Former Pleasantville mayor John A. Guion who dedicated himself to the village he called home for most of his life died on Christmas at his home in Green Valley, Ariz. at the age of 94.

Guion served as mayor from 1959 to 1963, overseeing implementation of the village’s first Master Plan and the move to place the old New York Railroad tracks below ground, which helped to reshape downtown Pleasantville.

But far beyond his tenure in office, Guion was remembered as a pillar of the community, a longtime Rotarian and a caring and honest businessman who for close to 30 years led the Guion Insurance Agency on Tompkins Avenue that was started by his father, Archer Guion, in 1919.

Remembered for his deep and booming but kind voice, the 1940 Pleasantville High School graduate and World War II Air Force veteran would also enjoy visiting students at Bedford Road School dressed up as Abraham Lincoln, of which some said he had a resemblance to, particularly after he had grown a beard.

His death was announced by his oldest daughter, Carla, on Dec. 28 on Facebook. He and his wife, Jean, had moved to Arizona about 13 years ago, her post mentioned.

“He was larger than life. He just commanded attention,” said Roger Gagne, president of Guion Insurance, who bought the business with Michael Brooks when Guion retired in 1993. “He was incredibly kind, always looking to help people. He was a mentor to me and others.”

Brooks, who was hired by Guion in 1983, became partner within about a year. He recalled Guion as someone well-versed in the insurance business who sought to have both sides come away from a negotiation feeling like winners.

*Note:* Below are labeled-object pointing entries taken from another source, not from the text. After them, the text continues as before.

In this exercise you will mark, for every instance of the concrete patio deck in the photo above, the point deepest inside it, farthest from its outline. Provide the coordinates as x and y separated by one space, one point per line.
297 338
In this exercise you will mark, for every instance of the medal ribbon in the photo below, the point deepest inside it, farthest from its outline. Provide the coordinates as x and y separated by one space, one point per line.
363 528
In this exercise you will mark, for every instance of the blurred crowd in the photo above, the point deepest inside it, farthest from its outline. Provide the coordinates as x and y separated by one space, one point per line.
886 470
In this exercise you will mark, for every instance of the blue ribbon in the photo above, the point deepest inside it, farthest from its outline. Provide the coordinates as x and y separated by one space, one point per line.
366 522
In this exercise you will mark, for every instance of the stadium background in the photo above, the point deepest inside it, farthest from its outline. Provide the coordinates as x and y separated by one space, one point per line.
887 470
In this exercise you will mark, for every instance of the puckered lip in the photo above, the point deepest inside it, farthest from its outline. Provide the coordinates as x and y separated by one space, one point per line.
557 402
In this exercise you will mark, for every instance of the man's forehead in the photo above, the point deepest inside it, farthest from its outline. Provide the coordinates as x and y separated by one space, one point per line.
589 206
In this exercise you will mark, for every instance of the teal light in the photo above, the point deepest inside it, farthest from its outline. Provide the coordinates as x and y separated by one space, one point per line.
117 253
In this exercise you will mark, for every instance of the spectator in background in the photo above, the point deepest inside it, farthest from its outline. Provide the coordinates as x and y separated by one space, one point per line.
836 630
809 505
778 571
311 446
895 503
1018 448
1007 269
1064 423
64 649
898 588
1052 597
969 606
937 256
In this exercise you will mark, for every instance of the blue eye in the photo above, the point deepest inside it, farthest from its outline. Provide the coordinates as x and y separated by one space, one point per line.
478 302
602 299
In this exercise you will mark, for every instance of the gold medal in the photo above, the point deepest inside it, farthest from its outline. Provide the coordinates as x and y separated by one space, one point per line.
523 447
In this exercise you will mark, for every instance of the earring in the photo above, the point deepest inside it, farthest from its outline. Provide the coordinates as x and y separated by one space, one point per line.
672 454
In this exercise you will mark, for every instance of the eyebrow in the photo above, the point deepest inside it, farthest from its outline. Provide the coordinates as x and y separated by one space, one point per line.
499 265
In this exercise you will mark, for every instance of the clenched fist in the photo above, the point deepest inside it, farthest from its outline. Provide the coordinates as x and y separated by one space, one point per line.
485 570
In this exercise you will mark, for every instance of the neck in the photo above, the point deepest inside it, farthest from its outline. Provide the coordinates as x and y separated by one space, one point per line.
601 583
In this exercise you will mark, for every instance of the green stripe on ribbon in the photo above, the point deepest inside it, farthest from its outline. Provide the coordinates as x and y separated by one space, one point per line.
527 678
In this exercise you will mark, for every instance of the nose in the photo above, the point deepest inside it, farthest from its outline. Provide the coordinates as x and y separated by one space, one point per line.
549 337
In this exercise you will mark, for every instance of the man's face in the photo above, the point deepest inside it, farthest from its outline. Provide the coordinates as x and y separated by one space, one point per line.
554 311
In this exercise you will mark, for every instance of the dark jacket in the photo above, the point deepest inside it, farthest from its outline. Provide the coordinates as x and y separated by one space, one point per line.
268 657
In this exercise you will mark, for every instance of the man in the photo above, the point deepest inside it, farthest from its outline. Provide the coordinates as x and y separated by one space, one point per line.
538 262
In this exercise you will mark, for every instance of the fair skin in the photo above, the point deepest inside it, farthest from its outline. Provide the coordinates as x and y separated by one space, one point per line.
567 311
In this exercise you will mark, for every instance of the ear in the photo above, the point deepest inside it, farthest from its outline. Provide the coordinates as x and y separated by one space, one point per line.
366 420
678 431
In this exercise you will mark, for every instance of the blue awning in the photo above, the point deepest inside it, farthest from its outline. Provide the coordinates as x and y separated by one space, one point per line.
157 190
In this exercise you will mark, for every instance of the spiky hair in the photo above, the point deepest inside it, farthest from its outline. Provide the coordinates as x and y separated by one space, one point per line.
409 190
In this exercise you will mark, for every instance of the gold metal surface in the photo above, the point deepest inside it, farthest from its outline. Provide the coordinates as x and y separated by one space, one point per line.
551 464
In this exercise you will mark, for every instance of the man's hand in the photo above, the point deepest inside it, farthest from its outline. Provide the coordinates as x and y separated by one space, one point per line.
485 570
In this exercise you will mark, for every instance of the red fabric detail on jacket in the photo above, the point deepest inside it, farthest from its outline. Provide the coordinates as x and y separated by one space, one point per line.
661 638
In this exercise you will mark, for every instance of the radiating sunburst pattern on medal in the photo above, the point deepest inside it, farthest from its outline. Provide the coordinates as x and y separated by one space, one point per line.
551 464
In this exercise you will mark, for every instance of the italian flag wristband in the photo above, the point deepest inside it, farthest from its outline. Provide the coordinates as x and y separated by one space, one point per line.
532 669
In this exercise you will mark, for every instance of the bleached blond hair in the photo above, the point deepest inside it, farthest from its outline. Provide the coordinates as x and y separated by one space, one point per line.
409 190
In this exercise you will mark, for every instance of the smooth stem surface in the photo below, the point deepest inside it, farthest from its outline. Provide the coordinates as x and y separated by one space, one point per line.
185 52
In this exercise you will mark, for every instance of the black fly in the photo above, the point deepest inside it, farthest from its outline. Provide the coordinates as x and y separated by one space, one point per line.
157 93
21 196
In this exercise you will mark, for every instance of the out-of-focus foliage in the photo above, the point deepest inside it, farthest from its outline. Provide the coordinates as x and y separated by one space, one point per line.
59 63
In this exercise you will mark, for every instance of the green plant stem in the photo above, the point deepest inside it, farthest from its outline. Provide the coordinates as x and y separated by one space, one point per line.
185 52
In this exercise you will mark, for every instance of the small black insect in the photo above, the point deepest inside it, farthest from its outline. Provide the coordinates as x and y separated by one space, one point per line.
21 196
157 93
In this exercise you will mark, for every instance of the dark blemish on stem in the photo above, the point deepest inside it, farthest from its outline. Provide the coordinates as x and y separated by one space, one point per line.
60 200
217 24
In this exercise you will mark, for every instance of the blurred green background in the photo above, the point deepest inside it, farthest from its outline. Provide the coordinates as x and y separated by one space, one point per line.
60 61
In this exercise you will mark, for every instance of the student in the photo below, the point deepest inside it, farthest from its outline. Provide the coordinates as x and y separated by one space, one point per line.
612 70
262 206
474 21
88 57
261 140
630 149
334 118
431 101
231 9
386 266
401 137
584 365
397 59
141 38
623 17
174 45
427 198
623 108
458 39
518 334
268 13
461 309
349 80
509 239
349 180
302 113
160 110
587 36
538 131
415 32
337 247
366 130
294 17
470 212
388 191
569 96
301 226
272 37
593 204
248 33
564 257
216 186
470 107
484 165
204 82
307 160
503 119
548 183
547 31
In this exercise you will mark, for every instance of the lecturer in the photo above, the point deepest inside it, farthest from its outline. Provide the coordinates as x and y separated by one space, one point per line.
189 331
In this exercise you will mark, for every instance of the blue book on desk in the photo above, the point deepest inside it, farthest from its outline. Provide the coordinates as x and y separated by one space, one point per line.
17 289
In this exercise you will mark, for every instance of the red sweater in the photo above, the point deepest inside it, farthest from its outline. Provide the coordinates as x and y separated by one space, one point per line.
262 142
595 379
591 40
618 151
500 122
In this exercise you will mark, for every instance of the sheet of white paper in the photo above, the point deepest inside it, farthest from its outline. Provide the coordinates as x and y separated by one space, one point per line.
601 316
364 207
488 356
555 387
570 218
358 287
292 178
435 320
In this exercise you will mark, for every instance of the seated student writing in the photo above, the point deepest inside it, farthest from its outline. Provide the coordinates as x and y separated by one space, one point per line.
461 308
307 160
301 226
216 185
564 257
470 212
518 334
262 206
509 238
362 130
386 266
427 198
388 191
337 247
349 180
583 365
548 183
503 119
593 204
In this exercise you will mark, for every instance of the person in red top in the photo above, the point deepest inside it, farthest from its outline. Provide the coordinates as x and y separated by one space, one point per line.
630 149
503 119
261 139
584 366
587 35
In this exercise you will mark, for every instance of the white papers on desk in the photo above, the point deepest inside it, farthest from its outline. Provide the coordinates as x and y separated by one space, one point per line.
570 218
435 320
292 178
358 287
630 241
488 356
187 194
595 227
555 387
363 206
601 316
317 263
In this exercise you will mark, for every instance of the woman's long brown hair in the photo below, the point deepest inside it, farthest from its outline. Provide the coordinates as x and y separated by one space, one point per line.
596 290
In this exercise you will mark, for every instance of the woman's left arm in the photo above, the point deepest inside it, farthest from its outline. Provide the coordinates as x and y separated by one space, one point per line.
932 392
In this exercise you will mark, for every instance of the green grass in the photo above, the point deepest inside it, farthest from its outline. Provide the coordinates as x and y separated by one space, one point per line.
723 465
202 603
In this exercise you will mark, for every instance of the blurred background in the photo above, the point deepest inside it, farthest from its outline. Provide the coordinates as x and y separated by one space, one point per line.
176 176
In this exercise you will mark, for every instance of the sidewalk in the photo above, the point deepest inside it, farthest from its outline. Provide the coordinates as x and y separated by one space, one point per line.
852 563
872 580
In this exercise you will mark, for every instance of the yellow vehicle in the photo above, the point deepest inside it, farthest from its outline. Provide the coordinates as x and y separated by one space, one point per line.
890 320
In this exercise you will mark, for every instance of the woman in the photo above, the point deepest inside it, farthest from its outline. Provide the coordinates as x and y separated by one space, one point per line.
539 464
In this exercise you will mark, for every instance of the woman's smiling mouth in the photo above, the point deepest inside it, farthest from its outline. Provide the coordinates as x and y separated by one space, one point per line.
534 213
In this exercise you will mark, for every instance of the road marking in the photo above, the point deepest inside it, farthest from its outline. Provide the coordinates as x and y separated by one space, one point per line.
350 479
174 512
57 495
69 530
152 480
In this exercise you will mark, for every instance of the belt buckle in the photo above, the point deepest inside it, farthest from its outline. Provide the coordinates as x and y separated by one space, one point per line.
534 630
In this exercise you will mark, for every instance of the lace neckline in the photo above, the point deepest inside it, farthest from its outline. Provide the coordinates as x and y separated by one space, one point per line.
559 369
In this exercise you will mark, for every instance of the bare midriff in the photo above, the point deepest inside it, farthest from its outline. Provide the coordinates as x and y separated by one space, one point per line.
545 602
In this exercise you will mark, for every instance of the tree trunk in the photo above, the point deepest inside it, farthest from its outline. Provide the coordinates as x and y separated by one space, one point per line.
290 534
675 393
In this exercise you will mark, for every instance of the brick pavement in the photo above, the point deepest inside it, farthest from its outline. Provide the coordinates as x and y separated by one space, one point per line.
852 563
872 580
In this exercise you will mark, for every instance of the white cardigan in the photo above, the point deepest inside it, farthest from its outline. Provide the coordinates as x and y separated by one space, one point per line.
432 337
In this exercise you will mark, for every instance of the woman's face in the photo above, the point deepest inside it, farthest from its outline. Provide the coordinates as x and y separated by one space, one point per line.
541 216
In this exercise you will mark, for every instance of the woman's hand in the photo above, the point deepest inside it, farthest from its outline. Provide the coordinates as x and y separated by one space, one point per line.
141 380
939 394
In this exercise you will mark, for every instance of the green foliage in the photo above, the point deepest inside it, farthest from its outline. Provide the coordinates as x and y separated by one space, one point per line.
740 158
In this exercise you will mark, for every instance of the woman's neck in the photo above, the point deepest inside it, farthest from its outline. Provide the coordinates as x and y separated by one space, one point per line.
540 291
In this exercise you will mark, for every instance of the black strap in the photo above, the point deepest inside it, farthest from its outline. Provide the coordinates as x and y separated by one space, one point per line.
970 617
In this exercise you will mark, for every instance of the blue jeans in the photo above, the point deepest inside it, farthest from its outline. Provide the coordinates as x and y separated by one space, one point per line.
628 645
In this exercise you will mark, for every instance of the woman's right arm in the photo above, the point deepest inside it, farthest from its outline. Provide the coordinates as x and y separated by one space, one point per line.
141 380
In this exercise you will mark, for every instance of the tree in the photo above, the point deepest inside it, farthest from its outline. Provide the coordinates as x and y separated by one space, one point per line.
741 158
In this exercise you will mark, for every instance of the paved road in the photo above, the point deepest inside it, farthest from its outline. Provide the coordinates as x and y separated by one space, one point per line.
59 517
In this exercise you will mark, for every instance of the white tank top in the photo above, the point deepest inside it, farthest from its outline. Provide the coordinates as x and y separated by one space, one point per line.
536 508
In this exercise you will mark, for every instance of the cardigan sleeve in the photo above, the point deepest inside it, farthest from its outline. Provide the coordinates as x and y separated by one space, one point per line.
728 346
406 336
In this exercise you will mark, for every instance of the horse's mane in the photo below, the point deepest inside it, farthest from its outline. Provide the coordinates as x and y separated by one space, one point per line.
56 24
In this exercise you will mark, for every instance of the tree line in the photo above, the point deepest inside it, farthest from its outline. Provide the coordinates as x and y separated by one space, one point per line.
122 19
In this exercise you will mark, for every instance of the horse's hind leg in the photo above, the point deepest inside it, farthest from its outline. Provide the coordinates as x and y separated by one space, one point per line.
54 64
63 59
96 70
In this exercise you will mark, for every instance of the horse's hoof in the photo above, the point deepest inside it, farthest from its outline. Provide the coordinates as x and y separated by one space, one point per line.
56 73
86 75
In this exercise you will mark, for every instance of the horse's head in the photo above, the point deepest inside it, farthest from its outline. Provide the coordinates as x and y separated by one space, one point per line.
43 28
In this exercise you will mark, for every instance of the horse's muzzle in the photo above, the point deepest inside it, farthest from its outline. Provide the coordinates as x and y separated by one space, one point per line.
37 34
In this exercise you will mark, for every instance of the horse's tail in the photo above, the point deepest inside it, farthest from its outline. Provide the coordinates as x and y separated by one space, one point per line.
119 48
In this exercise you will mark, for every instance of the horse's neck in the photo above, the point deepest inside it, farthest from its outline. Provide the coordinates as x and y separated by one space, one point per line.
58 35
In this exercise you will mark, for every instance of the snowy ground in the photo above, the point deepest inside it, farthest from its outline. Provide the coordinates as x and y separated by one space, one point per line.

“He was excellent with figures and very generous, stern but warm with his employees and staff, an excellent negotiator, a good arbiter,” recalled Brooks who was brought into the Pleasantville Rotary by Guion in 1985. “He knew the insurance contracts inside and out very well, so he was very good at negotiating with insurance companies on behalf of our clients, making sure they were fairly treated.”

Friend Thomas Langan said he met Guion around 1980 while he was serving as chairman of the Board of Fire Commissioners. The fire district used the Guion agency for its insurance coverage.

At about that time, the state legislature had just approved the service award program, which Guion helped set up for the district. The plan remains in effect today.

“A very friendly guy,” Langan said. “After he was kind of semiretired I would see him occasionally, and always a hand out, a smile on his face and the big booming voice. Just an all-around nice guy and very knowledgeable in his field.”

While few people remember Guion in office, he served as a fountain of knowledge for future officeholders to draw upon. He also would encourage others to serve the village.

Current Mayor Peter Scherer said Guion continued to be interested in village matters for the remainder of his time in Pleasantville.

“He remained a steady, enthusiastic presence for many years thereafter,” Scherer said. “His beard and bearing reminded many of us of Abe Lincoln. That’s an apt association for a man whose deep roots in Pleasantville and legacy of leadership will be long remembered.”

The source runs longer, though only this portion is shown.